Paul’s antidote to anxiety includes thanksgiving as a structural component — not an add-on. Three postures: prayer (conversation), petition (specific request), thanksgiving (gratitude for what already exists). The thanksgiving comes before the answer, not after it. It’s not “thank God when he fixes it.” It’s “thank God while you’re still waiting.” If anxiety is what brought you here, that article addresses the full passage.
1 Chronicles 16:34
“Give thanks to the Lord, for he is good; his love endures forever.”
David’s song when the Ark of the Covenant arrived in Jerusalem. The nation was together, worship was restored, and the future looked bright. The refrain — “his love endures forever” — appears in Psalms 106, 107, 118, and 136. It’s the most repeated sentence in the Old Testament. The Hebrew hesed — covenant faithfulness — is the foundation of biblical thanksgiving. You’re not thanking God because life is easy. You’re thanking him because his faithfulness has already been proven and hasn’t stopped.
Psalm 136:1
“Give thanks to the Lord, for he is good. His love endures forever.”
Psalm 136 is structured as a call-and-response: every single verse ends with “his love endures forever.” Twenty-six times. The repetition isn’t lazy writing. It’s liturgy — designed to be spoken by a congregation, one side offering the declaration, the other responding with the refrain. Gratitude in ancient Israel was communal. It was spoken aloud. It was repeated until it sank from the head into the bones.
Thanksgiving in the Bible starts before the situation improves. It starts in barren fig trees and empty livestock pens and Roman prison cells. Not because the writers were pretending. Because they’d learned that gratitude does something to the person offering it — reorients the attention, loosens the grip of fear, and makes space for something other than dread.
If gratitude is connected to a specific person in your life right now — a mother, a friend, a spouse — Bible verses about gratitude goes broader. And if you need a verse for a card or table reading this Thanksgiving, most of these will work. But Habakkuk 3:17-18 is the one that stays with me. The “yet” in that verse is worth the whole psalm.

Frequently Asked Questions
What is the best Bible verse for Thanksgiving?
1 Thessalonians 5:18 — “Give thanks in all circumstances” — is the most direct command. Psalm 107:1 — “Give thanks to the Lord, for he is good” — is the most traditional. Habakkuk 3:17-18 is the most challenging: gratitude when everything has failed. For a family dinner, Psalm 100:4-5 — “Enter his gates with thanksgiving” — is the most commonly read.
What does the Bible say about being thankful?
The Bible treats thankfulness as both a command and a practice. Paul instructs it “in all circumstances” (1 Thessalonians 5:18) and “for everything” (Ephesians 5:20). The Psalms model it through music and public confession (Psalm 95:2, 136:1). James extends it to trials (James 1:2). The consistent thread: gratitude in the Bible is a decision, not a reaction. It precedes the resolution, not follows it.

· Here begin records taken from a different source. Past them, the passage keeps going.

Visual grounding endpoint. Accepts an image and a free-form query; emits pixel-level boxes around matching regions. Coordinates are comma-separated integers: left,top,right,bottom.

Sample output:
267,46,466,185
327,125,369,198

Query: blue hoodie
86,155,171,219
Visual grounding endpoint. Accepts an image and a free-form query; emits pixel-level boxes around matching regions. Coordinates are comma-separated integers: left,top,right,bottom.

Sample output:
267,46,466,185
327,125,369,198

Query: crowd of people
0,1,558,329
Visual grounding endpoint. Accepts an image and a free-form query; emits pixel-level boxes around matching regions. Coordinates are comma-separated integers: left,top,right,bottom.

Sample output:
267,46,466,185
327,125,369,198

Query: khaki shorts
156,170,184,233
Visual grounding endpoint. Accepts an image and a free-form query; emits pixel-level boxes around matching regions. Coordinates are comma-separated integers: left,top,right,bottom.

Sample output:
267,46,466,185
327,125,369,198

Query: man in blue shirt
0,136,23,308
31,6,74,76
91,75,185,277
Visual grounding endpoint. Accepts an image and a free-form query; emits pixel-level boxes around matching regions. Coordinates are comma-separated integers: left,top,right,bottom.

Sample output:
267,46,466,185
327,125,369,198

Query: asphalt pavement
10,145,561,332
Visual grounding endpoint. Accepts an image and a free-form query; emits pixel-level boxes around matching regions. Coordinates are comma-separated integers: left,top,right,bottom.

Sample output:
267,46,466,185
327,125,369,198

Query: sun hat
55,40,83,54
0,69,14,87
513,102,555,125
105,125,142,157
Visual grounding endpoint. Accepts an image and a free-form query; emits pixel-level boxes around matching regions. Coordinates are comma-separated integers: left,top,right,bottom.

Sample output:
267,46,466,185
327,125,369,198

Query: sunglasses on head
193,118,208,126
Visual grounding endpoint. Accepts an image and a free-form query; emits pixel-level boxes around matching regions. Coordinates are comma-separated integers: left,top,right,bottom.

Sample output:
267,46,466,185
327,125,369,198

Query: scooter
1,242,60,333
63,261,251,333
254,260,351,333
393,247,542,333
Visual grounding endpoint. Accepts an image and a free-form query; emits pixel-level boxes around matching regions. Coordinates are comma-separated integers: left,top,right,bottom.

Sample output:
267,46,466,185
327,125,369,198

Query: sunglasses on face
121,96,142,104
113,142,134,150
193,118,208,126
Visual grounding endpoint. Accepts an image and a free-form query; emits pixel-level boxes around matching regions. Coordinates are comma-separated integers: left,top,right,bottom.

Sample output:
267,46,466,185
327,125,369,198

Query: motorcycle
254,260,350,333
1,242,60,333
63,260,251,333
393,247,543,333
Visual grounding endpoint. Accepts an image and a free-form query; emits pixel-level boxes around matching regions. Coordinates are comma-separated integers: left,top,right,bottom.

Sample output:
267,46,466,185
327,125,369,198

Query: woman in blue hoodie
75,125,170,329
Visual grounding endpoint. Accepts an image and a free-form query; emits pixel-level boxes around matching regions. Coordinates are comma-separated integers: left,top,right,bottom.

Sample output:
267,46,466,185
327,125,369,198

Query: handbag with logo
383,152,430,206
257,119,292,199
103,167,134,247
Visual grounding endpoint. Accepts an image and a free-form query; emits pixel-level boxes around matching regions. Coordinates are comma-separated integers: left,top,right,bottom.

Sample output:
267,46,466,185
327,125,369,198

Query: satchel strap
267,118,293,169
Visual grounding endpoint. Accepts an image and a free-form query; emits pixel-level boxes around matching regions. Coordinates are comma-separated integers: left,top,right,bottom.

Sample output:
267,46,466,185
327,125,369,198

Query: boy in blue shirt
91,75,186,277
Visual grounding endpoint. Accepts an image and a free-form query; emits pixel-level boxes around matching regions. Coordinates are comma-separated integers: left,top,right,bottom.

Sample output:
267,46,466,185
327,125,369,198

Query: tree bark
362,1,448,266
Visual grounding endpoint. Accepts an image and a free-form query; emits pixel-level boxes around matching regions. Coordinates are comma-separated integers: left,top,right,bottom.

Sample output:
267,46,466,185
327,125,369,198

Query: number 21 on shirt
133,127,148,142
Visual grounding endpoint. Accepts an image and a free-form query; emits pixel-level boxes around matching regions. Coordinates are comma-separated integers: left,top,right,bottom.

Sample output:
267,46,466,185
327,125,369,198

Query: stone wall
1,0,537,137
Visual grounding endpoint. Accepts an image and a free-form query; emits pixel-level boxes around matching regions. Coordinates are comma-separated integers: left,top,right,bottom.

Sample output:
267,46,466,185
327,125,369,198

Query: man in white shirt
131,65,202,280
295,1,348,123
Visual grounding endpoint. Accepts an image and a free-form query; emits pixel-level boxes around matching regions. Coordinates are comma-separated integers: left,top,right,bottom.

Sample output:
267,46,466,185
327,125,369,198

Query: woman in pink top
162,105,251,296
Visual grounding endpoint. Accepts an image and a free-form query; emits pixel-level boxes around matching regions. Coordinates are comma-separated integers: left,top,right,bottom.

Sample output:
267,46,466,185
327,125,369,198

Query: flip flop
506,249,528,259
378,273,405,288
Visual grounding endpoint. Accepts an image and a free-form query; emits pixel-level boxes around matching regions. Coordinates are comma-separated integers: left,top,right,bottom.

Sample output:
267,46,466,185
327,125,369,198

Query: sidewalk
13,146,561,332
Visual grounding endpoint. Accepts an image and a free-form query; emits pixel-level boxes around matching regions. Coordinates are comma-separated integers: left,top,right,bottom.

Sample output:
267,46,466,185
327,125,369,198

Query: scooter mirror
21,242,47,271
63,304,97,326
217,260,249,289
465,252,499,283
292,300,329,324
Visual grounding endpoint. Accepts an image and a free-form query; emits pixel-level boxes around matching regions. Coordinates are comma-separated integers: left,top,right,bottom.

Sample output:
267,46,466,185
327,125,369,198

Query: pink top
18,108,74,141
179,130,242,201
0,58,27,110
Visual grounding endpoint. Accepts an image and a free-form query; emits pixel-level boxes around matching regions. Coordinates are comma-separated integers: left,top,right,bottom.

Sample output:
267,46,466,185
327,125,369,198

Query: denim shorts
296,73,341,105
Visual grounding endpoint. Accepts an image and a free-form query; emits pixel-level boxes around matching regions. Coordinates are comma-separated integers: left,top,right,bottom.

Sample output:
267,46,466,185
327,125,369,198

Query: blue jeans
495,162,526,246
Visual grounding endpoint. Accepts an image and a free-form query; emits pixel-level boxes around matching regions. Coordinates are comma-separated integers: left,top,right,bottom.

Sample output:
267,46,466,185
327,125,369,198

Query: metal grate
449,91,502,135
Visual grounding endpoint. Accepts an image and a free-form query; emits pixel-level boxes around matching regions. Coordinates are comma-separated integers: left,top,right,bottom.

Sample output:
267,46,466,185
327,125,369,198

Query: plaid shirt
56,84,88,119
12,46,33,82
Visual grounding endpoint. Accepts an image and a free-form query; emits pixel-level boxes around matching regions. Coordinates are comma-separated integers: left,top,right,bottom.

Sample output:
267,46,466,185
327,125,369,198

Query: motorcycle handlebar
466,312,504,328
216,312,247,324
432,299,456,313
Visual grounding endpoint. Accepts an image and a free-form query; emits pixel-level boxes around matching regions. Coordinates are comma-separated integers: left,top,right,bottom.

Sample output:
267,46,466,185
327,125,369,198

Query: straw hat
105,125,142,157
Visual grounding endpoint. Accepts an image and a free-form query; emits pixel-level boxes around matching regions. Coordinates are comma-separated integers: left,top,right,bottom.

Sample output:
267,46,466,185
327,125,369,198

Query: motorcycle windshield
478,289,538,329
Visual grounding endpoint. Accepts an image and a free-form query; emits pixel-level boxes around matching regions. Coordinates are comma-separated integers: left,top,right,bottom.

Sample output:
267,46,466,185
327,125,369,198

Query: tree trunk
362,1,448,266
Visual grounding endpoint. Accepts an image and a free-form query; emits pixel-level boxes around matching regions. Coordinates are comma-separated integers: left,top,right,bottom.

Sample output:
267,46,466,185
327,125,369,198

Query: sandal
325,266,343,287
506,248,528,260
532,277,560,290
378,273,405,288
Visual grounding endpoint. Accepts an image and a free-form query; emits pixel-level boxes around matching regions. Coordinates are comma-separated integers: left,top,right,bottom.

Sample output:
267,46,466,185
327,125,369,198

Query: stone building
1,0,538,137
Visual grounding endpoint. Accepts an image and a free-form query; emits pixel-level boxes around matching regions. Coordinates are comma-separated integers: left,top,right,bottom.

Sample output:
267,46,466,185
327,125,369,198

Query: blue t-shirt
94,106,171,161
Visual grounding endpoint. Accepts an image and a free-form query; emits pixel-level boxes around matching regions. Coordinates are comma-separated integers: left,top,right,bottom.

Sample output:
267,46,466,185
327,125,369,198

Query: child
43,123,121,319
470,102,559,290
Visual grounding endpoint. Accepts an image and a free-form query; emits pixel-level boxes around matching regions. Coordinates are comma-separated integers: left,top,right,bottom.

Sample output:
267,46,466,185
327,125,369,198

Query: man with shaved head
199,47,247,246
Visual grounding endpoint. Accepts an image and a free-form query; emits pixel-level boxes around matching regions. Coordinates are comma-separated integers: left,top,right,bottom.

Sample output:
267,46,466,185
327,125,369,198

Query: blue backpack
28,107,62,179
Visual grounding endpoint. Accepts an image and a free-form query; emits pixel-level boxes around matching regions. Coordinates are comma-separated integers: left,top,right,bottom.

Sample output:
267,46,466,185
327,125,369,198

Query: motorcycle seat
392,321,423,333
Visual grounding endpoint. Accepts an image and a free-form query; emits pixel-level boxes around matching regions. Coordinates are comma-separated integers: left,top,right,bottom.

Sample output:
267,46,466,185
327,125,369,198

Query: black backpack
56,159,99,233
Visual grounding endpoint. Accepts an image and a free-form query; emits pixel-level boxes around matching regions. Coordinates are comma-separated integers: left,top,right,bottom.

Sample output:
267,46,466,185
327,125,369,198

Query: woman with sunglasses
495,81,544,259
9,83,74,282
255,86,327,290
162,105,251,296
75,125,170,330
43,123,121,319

How can I be thankful when life is hard?
Habakkuk 3:17-18 is the template — he cataloged every loss and then chose joy. The practice Paul prescribes in Philippians 4:6 includes thanksgiving alongside specific prayer requests, suggesting that naming what you’re grateful for and what you’re afraid of can happen in the same breath. Start small. One specific thing. Today. Not a general feeling of thankfulness — name the exact thing you didn’t lose.